The Man's Rights in the Family Party (מפלגת זכויות הגבר במשפחה - רע"ש, Miflega Zkhuyot HaGever BeMishpaha - Ra'ash) was a minor political party in Israel headed by Yaakov Schlusser.

==Background==
In 1996, Schlusser published a book, Men's Rights in the Family?, which argued that family law in the State of Israel is biased against men. Issues such as divorce, alimony, false accusations of abuse, and child support are addressed.

Schlusser subsequently contested the 1996 Knesset elections as the head of the Man's Rights in the Family Party. The platform of the party called for the abolition of the clause granting automatic custody to the mother in cases of divorce for small children. It also called for basing child support on other factors besides the cost-of-living index. Other issues the party dealt with was more housing for young couples, lowering taxes, and a call for state pensions. It also called for the option of a secular civil marriage in addition to a religiously recognized marriage. It received 2,388 votes (0.1%), failing to win a seat.

In the 1999 Knesset elections, the party ran under the name "Justice for All", and received 1,257 votes (0.04%), the second lowest number of votes with a 1.5% electoral threshold.

In 2003, the party was accused by the Israel Women's Lobby of inciting violence against women and misrepresenting facts in their campaign broadcasts.

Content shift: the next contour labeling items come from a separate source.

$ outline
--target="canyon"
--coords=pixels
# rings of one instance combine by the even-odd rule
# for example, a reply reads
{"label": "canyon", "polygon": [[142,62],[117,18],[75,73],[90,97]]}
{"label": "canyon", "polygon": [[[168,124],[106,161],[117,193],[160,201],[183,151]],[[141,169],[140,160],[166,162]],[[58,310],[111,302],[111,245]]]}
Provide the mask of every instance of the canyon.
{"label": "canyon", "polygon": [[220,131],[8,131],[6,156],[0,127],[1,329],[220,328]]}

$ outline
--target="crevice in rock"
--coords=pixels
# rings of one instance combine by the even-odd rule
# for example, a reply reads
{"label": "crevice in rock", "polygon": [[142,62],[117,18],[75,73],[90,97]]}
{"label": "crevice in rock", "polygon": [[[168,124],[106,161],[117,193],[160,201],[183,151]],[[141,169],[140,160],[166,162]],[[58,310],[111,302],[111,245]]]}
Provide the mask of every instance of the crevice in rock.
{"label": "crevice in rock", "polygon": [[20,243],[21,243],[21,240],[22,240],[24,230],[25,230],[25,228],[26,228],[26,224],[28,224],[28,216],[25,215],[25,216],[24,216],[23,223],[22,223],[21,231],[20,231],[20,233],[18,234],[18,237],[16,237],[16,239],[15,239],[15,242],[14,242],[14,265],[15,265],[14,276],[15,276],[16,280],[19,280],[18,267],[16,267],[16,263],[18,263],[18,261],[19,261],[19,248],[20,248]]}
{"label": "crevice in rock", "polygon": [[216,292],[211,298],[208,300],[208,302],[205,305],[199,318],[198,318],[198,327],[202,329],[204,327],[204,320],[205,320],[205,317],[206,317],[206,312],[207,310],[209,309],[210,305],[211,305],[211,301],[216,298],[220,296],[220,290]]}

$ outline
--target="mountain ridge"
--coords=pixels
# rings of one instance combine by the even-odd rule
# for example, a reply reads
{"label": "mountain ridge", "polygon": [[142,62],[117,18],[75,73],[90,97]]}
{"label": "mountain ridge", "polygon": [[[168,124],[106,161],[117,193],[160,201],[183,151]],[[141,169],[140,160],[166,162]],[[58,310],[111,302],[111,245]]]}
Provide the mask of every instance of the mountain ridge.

However, according to an article in Haaretz, the chairman of the Central Elections Committee rejected the women's lobby petition to censor the campaign. In the subsequent Knesset elections, the party received 1,284 votes (0.04%). The 2006 elections saw the party run as "Justice for All" again, this time receiving 3,819 votes (0.12%).

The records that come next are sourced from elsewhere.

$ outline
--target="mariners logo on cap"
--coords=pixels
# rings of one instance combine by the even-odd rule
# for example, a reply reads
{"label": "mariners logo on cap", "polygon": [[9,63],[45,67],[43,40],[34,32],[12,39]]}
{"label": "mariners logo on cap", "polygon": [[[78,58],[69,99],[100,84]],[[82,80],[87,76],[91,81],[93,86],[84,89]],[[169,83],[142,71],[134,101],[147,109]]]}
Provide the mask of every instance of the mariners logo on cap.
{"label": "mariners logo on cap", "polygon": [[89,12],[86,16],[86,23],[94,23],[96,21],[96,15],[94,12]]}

Prior to the 2009 Knesset elections, Schlusser said in an interview with Yedioth Achronoth that one out of every two fathers loses the right to see their children as a result of messy divorces, adding, "children have a right to see their fathers", also claiming that "a child that sees a woman in control, in contradiction to nature, may turn homosexual". In the elections, the party received only 921 votes (0.03%).

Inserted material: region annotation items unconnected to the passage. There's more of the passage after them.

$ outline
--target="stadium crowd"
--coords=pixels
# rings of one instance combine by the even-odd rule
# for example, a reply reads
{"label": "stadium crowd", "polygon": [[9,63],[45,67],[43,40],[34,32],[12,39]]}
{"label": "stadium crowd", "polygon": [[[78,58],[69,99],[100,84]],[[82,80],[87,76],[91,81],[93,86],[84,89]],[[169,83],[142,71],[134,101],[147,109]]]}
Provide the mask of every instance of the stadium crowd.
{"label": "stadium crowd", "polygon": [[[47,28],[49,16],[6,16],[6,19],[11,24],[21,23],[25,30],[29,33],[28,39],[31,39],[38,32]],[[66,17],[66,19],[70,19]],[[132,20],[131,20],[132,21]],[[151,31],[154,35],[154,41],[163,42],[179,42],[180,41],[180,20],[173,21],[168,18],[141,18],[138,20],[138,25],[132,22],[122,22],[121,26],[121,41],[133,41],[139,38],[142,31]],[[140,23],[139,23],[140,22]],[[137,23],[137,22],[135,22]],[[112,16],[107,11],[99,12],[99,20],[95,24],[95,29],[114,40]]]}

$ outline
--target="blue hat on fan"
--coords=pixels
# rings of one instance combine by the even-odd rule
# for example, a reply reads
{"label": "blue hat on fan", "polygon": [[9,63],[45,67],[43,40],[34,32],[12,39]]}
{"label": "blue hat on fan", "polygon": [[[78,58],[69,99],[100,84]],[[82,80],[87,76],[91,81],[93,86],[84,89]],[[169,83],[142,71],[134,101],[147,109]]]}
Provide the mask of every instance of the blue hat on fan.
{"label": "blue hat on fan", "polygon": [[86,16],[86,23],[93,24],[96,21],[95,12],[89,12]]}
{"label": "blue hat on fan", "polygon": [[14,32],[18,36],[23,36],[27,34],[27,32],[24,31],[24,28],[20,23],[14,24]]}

In 2012, Schlusser was profiled in Makor Rishon about his personal experiences which led him to run for public office. In 2013, he advocated changing laws that stipulate stay-at-home men must pay National Insurance, while housewives are exempt. In an interview with Haaretz, he stated, "When it comes to the age of retirement, for example, women can retire at age 62, but I can't."